Mayor R.T. Rybak will deliver his 2005 budget proposal Thursday, Aug. 12, 4 p.m. in the City Council chambers.
The Council will hold budget hearings in the coming months and approve the final budget in December.
The mayor has not released budget details; it is still a work in progress, an aide said. One thing is clear: There will be little to no money for new initiatives.
Departments will have more money in 2005 than they did in 2004, but not enough to keep up with cost increases, city finance estimates say. Under the city's
five-year financial plan, departments would get a $14 million increase, or 5 percent more than last year, but
$6.3 million less than what they need to maintain current service levels.
City policy caps property tax hikes at 8 percent overall. State changes have increased homeowners' shares.
Rybak said he asked staff to run a 0 percent and 4 percent scenario. "It became clear that coming in under [8 percent] would be very difficult," he said.
Hennepin County and the public schools also contribute to the property tax bill.
During his spring State of the City speech, Rybak hinted at a few initiatives.
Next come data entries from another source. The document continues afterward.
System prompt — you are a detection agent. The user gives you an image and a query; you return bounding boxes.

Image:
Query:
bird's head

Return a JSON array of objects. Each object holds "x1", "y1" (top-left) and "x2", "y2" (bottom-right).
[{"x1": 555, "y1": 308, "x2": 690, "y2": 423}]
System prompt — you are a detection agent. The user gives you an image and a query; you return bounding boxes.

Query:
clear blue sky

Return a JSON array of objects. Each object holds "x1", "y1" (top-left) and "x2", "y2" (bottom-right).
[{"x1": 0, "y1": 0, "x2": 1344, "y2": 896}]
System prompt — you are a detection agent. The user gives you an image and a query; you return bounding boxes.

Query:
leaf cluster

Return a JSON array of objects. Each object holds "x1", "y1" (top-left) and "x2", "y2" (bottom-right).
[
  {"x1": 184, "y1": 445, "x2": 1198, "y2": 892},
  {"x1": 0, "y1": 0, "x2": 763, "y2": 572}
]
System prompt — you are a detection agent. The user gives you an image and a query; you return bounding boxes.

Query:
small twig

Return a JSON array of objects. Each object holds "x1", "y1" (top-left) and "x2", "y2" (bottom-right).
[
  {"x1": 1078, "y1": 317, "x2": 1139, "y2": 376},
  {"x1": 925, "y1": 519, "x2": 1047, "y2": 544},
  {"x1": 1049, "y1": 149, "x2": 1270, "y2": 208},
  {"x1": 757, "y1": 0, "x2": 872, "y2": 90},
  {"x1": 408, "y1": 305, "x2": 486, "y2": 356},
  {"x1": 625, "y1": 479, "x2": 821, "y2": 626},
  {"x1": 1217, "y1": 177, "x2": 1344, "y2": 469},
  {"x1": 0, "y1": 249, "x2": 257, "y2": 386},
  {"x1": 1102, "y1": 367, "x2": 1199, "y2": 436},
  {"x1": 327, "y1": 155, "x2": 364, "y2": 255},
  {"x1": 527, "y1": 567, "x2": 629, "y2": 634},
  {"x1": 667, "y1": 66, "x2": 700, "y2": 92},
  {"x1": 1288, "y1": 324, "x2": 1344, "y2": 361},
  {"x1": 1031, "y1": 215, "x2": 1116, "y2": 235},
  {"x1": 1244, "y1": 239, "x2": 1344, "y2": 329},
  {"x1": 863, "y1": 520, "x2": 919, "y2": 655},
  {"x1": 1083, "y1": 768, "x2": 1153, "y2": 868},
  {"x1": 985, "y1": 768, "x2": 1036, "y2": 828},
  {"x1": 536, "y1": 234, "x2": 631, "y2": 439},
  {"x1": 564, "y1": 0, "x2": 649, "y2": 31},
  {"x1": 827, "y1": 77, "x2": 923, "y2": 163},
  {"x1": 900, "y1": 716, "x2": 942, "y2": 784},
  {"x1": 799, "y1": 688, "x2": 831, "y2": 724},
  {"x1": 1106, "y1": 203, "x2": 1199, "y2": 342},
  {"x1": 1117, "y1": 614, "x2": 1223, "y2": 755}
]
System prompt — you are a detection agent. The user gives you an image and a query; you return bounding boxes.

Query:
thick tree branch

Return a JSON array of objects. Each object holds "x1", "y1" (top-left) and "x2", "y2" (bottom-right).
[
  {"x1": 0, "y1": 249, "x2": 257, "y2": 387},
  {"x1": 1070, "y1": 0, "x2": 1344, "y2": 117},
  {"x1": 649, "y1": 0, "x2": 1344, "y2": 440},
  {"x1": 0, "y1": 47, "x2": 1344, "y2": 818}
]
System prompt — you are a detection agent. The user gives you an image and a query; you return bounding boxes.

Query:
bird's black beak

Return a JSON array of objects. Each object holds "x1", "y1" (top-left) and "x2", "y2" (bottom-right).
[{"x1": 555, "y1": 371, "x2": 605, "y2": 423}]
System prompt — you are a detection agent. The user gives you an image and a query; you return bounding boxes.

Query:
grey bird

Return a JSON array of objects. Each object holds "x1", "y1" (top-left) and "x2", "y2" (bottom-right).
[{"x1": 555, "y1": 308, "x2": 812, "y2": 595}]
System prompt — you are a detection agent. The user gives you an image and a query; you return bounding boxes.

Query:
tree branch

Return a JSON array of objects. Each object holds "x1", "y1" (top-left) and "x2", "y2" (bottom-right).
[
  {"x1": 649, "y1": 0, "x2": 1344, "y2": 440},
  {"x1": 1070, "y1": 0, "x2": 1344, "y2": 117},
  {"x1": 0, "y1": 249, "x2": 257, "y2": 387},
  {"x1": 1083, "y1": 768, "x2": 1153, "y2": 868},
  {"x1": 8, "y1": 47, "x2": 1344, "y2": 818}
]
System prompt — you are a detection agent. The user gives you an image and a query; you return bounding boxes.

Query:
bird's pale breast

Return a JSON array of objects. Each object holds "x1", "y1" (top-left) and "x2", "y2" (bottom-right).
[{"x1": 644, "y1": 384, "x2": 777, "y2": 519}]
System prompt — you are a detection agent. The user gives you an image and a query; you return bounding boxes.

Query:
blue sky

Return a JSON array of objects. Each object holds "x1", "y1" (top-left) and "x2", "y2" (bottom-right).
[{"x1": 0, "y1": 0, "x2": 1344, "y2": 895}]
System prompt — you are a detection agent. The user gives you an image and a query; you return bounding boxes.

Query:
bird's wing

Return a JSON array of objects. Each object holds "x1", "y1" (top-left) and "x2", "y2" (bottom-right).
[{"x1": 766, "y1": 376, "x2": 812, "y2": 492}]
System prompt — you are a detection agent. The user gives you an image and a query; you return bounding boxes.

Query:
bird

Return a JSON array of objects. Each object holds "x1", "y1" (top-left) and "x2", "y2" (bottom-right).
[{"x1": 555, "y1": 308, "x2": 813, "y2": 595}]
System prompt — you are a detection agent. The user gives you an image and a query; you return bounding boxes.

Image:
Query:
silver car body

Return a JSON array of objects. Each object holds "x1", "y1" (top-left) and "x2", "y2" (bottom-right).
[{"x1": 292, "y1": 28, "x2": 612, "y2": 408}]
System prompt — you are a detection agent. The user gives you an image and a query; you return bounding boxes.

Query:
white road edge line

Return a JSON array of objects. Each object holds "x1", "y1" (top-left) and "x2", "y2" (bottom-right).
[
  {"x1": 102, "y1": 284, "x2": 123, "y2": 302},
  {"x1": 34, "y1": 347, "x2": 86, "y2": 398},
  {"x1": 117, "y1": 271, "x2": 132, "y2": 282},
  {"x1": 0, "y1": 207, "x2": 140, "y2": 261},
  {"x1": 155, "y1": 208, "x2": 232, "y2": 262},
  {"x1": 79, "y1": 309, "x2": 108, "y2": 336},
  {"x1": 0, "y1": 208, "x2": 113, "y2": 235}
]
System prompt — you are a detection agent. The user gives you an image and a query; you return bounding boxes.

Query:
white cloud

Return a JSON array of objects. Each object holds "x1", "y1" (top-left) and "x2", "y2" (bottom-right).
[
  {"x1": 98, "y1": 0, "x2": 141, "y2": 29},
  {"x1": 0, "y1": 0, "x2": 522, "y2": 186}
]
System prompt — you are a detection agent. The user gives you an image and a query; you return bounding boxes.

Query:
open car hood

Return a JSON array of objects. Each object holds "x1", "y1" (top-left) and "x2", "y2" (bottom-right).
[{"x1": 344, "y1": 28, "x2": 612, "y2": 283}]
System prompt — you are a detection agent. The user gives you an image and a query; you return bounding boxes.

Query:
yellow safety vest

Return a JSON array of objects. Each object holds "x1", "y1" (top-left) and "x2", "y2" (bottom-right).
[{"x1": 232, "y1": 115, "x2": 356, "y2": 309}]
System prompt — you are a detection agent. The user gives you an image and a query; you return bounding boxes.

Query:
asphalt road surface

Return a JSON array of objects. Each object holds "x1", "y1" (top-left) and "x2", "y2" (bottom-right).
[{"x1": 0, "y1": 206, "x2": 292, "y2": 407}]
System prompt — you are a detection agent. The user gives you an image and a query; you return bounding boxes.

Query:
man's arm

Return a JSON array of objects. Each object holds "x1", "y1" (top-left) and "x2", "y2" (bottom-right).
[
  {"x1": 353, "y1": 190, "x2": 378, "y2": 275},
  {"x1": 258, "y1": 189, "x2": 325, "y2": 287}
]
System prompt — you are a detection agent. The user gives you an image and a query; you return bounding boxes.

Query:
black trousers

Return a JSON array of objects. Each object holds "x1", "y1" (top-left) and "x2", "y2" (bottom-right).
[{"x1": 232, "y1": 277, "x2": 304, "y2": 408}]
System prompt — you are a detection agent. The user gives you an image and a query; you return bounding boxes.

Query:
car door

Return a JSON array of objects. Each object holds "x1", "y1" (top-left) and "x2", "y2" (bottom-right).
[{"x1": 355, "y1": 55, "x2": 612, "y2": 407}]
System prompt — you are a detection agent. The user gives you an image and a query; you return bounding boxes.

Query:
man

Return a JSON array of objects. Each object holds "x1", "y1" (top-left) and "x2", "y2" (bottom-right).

The mayor said the city needed more money in basic infrastructure. "I believe we've sacrificed Public Works and Transportation more than anything," Rybak said April 27. "So look for us to continue to look that challenge in the eye as we move forward on the budget."
City budget pressures include declining state aid. In 2004, the city had to absorb a $35 million state aid cut. The 2005 cut is estimated at $2.6 million.
Rybak also made graffiti cleanup a priority.
"As you look at the budget process this year, know that my eyes are very much focused on the fact that there is far too much graffiti in this city," he said.